Tuesday, May 11, 2010...12:00 pm
“The people have spoken – we’re just not sure what they’ve said”
What went wrong with last week’s election?
In media terms, clearly, it was a lack of narrative.
How could the media make sense of the voting patterns in 2010? Massive swings to the Tories in unexpected seats, solid swings away from Labour in others. But swinging to where? Sometimes to Tory, sometimes to Labour, sometimes to LibDem, once to Green. Often to nowhere in particular. And what about the postcode lottery that decided whether LibDems would keep or lose their seats.
It must have been frustrating for the political hacks – which perhaps explains Jeremy Paxman’s Cheeky Girls jibe to just-defeated Lembit Opik. Why else would a senior media commentator talk about the effect of a politician’s colourful, but hardly scandalous, private life on his vote, unless there was nothing to make sense of in political terms?

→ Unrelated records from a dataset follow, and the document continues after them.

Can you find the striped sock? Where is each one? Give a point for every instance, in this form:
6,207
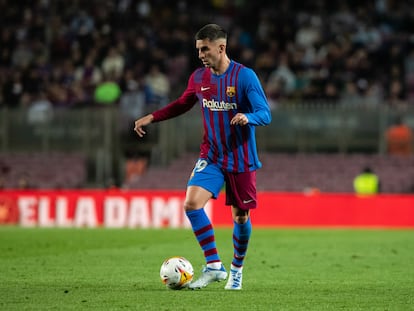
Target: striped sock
241,236
204,233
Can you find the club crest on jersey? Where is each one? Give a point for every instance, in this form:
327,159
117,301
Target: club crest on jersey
231,91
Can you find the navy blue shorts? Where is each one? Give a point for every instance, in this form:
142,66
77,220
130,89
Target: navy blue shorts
240,187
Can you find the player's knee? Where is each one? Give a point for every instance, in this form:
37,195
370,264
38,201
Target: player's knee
190,205
241,219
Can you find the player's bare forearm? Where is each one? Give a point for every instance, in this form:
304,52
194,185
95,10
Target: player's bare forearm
140,123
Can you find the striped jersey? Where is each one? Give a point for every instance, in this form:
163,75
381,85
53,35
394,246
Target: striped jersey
232,147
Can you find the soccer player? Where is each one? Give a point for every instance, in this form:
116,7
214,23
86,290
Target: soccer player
233,103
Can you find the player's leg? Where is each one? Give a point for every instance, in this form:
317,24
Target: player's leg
241,194
205,183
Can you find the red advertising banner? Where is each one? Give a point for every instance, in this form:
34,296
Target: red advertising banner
157,209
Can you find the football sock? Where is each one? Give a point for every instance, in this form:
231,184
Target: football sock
241,236
204,233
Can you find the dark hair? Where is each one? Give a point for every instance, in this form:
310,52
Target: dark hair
211,32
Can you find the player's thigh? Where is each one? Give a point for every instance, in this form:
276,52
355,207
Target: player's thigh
207,176
196,198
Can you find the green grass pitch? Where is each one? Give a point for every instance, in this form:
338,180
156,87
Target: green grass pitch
285,269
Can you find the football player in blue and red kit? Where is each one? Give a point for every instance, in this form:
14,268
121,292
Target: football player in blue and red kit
233,103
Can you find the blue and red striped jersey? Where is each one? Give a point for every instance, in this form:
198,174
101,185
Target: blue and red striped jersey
232,147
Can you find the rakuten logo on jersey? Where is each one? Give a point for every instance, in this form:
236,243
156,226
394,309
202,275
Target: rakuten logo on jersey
215,105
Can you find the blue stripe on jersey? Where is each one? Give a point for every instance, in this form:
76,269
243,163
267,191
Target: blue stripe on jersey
232,147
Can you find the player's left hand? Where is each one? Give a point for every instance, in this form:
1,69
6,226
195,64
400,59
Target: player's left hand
239,119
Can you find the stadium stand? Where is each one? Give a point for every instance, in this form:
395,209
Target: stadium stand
298,172
42,171
54,54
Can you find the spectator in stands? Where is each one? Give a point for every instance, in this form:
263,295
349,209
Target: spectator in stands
367,182
399,138
158,86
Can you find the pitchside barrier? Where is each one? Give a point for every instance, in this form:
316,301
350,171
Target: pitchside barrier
163,209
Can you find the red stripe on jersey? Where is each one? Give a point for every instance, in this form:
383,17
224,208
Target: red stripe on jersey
222,127
235,76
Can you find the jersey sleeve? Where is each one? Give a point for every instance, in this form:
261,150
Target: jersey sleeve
260,111
179,106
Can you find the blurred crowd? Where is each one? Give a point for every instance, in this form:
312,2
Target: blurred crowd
56,53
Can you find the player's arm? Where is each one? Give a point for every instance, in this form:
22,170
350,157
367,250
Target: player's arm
177,107
260,111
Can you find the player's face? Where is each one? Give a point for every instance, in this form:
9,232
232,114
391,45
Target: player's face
210,52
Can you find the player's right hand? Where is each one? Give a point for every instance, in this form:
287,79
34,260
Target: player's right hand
140,123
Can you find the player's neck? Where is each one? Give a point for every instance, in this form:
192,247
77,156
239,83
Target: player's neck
224,64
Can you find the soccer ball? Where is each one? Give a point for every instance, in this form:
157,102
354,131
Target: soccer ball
176,272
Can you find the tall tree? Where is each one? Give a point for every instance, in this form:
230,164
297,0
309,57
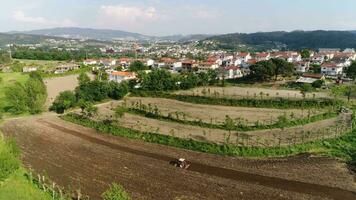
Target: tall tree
263,71
83,78
282,67
17,97
351,71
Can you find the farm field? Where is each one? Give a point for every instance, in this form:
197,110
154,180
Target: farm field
91,161
241,92
9,79
56,85
217,114
269,137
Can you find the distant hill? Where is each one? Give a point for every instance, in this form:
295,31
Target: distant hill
184,38
19,38
285,40
88,33
109,35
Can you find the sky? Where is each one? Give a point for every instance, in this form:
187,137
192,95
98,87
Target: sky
169,17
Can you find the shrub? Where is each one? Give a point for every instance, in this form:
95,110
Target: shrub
115,192
64,101
9,161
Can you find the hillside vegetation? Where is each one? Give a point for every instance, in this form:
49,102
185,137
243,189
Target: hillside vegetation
290,40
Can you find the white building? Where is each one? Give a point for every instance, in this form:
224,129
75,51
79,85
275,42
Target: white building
118,77
302,66
331,69
29,69
90,62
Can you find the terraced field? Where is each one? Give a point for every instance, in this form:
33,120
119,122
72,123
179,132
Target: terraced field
217,114
241,92
270,137
82,158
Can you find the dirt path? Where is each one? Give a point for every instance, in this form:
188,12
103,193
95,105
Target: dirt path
74,155
217,114
239,92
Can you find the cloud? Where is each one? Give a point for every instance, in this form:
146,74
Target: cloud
20,16
129,15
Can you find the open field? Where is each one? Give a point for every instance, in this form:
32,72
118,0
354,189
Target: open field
7,80
17,187
59,84
217,114
241,92
42,64
268,137
78,156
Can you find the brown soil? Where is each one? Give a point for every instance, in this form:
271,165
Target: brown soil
217,114
80,157
239,92
60,84
269,137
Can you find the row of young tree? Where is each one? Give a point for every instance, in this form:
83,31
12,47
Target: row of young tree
29,97
88,92
267,70
163,80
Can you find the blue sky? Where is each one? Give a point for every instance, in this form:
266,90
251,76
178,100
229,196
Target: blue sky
166,17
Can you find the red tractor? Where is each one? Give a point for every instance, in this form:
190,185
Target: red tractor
181,163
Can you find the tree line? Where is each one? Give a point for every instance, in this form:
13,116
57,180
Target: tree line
29,97
87,93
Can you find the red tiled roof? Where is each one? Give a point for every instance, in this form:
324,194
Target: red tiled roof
130,74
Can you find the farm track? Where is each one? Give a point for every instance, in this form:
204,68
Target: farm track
294,186
203,180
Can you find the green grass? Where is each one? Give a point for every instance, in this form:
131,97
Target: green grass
18,187
15,185
343,147
9,79
236,127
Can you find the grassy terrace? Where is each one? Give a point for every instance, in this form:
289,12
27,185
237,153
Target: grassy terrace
343,147
280,103
9,79
14,184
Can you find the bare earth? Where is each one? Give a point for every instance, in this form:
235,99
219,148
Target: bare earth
217,114
240,92
60,84
269,137
80,157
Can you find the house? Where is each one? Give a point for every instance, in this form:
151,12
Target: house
317,59
248,63
331,69
150,63
329,50
205,66
90,62
262,56
289,56
107,62
232,72
243,56
310,78
167,63
302,66
29,69
118,77
66,67
124,62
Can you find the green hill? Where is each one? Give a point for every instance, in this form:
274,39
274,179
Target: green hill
295,40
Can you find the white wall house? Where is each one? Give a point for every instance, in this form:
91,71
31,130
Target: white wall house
302,67
118,77
331,69
150,63
233,72
90,62
29,69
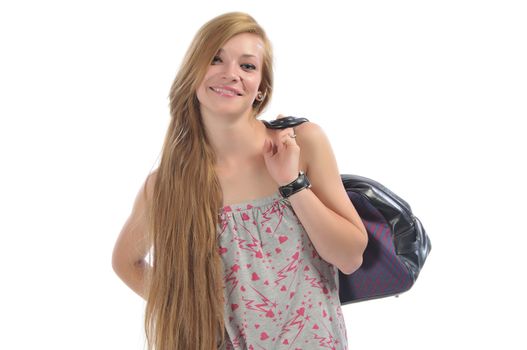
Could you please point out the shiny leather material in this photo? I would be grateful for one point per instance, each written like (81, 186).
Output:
(397, 242)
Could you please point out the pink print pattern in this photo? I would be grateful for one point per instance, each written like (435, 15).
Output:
(279, 293)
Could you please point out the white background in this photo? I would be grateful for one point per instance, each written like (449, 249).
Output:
(425, 97)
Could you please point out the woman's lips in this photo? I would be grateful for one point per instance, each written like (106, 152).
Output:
(227, 92)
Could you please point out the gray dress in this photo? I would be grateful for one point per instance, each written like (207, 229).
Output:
(279, 293)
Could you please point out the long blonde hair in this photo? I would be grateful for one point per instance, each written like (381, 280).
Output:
(185, 304)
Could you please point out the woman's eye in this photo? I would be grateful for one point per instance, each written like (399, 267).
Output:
(248, 66)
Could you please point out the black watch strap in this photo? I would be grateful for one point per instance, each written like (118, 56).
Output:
(299, 184)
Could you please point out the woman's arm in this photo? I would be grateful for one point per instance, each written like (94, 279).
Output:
(131, 248)
(325, 210)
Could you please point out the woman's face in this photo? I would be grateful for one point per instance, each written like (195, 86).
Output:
(231, 83)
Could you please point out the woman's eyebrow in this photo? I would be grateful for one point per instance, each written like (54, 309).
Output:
(244, 55)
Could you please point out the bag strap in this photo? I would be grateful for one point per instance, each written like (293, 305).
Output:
(284, 123)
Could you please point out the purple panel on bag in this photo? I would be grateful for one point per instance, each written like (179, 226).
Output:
(381, 273)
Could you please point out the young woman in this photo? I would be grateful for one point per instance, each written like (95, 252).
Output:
(235, 262)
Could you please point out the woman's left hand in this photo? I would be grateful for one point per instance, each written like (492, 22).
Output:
(282, 155)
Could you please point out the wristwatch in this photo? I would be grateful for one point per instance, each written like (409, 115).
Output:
(299, 184)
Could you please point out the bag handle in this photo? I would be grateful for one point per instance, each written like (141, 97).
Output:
(284, 123)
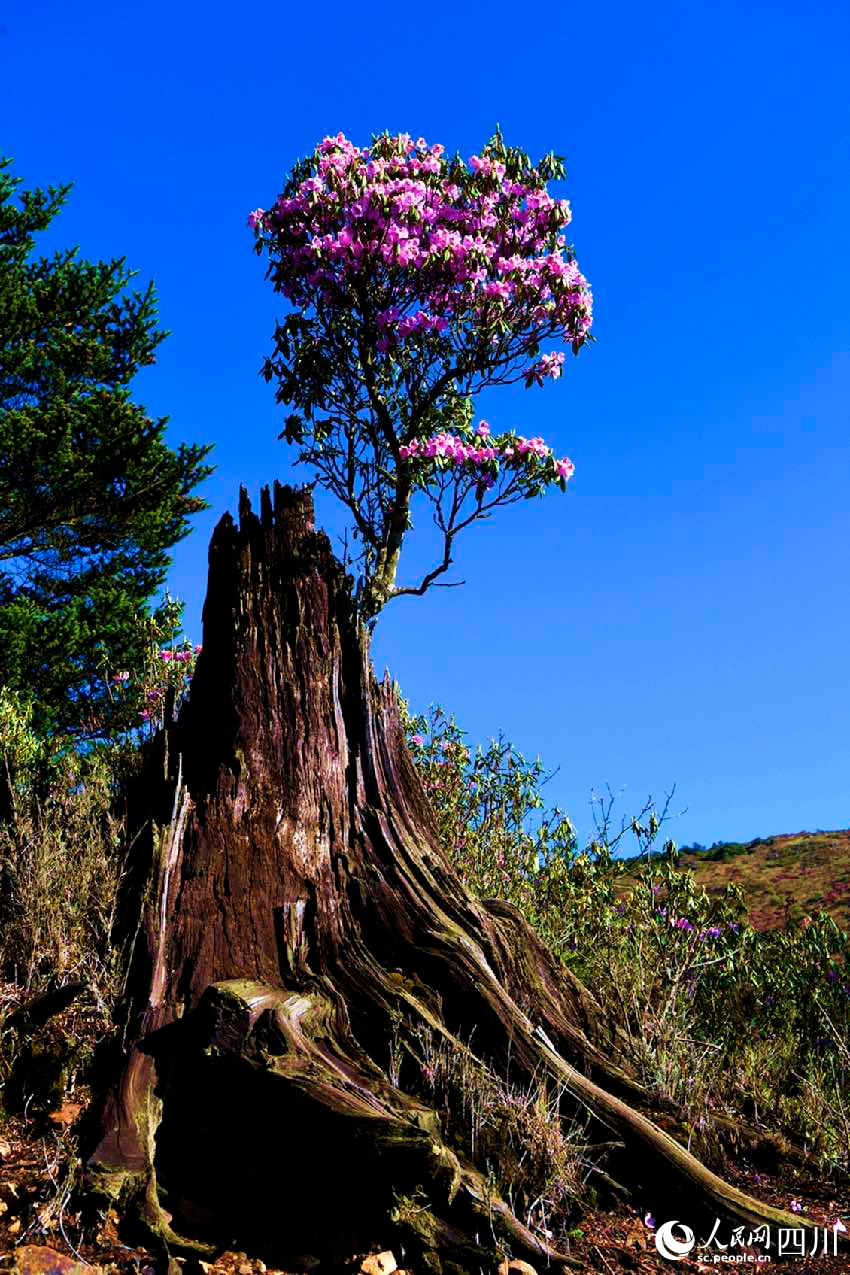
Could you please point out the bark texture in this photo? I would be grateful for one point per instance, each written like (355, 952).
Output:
(291, 918)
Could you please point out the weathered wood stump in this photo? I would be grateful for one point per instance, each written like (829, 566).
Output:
(288, 910)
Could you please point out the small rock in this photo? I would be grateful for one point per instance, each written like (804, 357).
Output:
(379, 1264)
(40, 1260)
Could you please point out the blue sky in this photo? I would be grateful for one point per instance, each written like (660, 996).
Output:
(682, 615)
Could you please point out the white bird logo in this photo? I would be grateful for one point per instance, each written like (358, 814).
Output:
(669, 1246)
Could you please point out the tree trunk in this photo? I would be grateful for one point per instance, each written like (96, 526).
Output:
(296, 932)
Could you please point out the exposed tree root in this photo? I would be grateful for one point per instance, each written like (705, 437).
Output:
(289, 910)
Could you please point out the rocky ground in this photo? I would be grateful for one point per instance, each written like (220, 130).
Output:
(41, 1233)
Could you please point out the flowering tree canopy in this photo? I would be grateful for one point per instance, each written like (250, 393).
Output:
(416, 281)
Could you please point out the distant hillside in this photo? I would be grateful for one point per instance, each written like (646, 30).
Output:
(804, 871)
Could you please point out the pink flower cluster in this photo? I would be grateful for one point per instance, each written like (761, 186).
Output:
(547, 365)
(463, 246)
(509, 449)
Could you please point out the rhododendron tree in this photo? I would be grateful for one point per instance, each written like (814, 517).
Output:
(416, 281)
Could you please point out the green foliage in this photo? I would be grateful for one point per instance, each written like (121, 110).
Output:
(718, 1016)
(91, 495)
(59, 865)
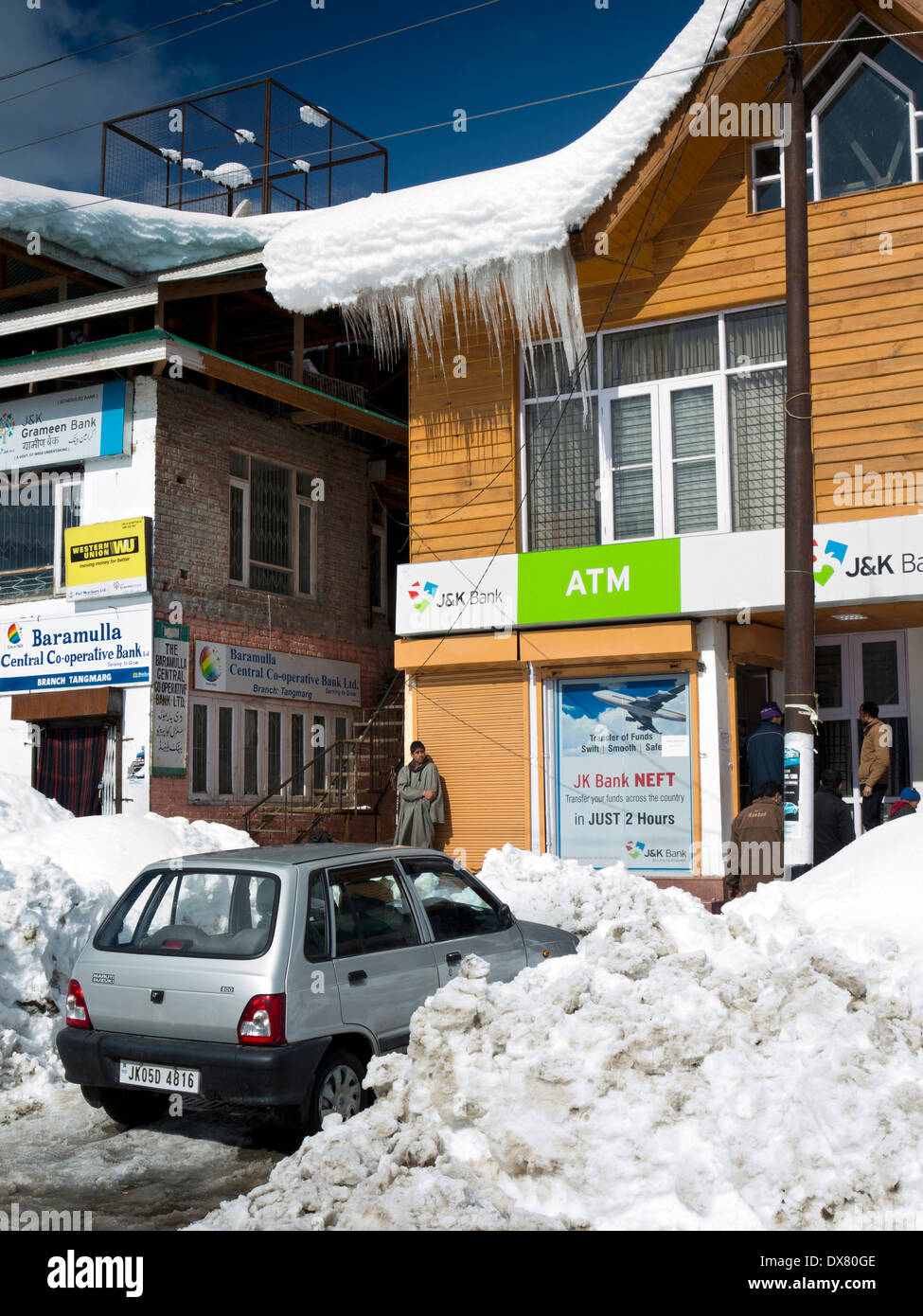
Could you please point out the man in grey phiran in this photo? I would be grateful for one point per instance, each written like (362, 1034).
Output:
(418, 799)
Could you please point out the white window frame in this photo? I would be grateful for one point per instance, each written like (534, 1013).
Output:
(295, 502)
(262, 707)
(663, 445)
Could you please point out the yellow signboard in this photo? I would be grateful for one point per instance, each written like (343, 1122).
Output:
(107, 559)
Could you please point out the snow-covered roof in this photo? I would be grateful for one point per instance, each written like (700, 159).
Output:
(394, 259)
(390, 240)
(135, 239)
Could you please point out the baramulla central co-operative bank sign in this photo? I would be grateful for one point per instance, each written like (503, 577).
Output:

Things used to be so different.
The stand-out elections of the past three decades have had a story that the media could easily tell. The Thatcher victory in 1979 was all about a rejection of the kind of corporate statist consensus that had turned the 1970s into, well, the 1970s – strikes, economic stagnation, bad fashion and faulty cars.
1983 was a landslide khaki election that saw vast swathes of the UK’s political map turn blue – as well as the arrival of a third force (actually a fourth force) in the form of the SDP that promised, but never succeeded, to break the mould of British politics. Viewers (including me) watched, enthralled or horrified according to taste, as Labour big beasts were felled one after another – Tony Benn, Shirley Williams, er, William Rodgers – and Thatcherism dominated the ’80s political landscape.
The 1987 election was a bit boring, but 1992 was a knife-edge contest with elements of Greek tragedy as an over-confident Labour was brought low by hubris and an ill-judged party rally that looked too much like a victory celebration for its own good.
Five more years of mess, sleaze and Euroscepticism finished that. And paved the way for the New Labour story. A massive, sweeping victory that saw Tory Big Beasts brought low one after another. The Stephen Twigg moment, replayed time and again on TV; colour-coded computer graphics showing the massive swing from Tory to Labour in easy-to-digest form; the dawning of a new era in British politics.
And don’t forget the 1989 European Elections. The first contest in which Margaret Thatcher actually lost the nation’s support also featured the surprise rise of the Green Party. Seat after seat was shown with an animated graphic of the Green vote shooting up from nothing to 10%, 15% or 20% , eclipsing the newly formed Liberal Democrats and promising (falsely) to break the mould of third-party politics.
But things have been going wrong for a while in media elections. 2001 more or less saw a replay of 1997 with a bit less enthusiasm, but 2005 was a muddle. Fewer people were keen on Labour, especially after Iraq, but not so many were keen on the Tories, who didn’t really seem to know who they were, except they weren’t Labour.
The media did have some success showing what was going on, though. A very good digital three-way swingometer on the BBC showed that LibDem support was moving rather than growing – shifting into Labour marginals but moving out of Conservative ones. And I liked this boardgame-style drinking game from the Guardian that aimed to help election revellers keep track of the results – a sort of boozeometer.
It was an interesting harbinger of the election to come, but even the three-way swingometer has failed us this time around. If 2010 told us one thing, it was that simple narrative struggle of many elections in recent history has broken down.
I foolishly wrote that whoever you vote for, government wins. Not, it seems, in this case. The voting public has not only stuck two fingers up at politicians (here’s your result – now what are you going to do about it, you corrupt losers?), but also in some ways to the media.
Though the current shenanigans are a media wet-dream (Clegg’s talking to Cameron! Brown has resigned! Clegg’s talking to Brown! Which seats could the LibDems get in cabinet? What about a Rainbow Coalition?), it’s become clear that telling the story of the election – and hence telling the story of the people who vote in it – is much less simple than it used to be.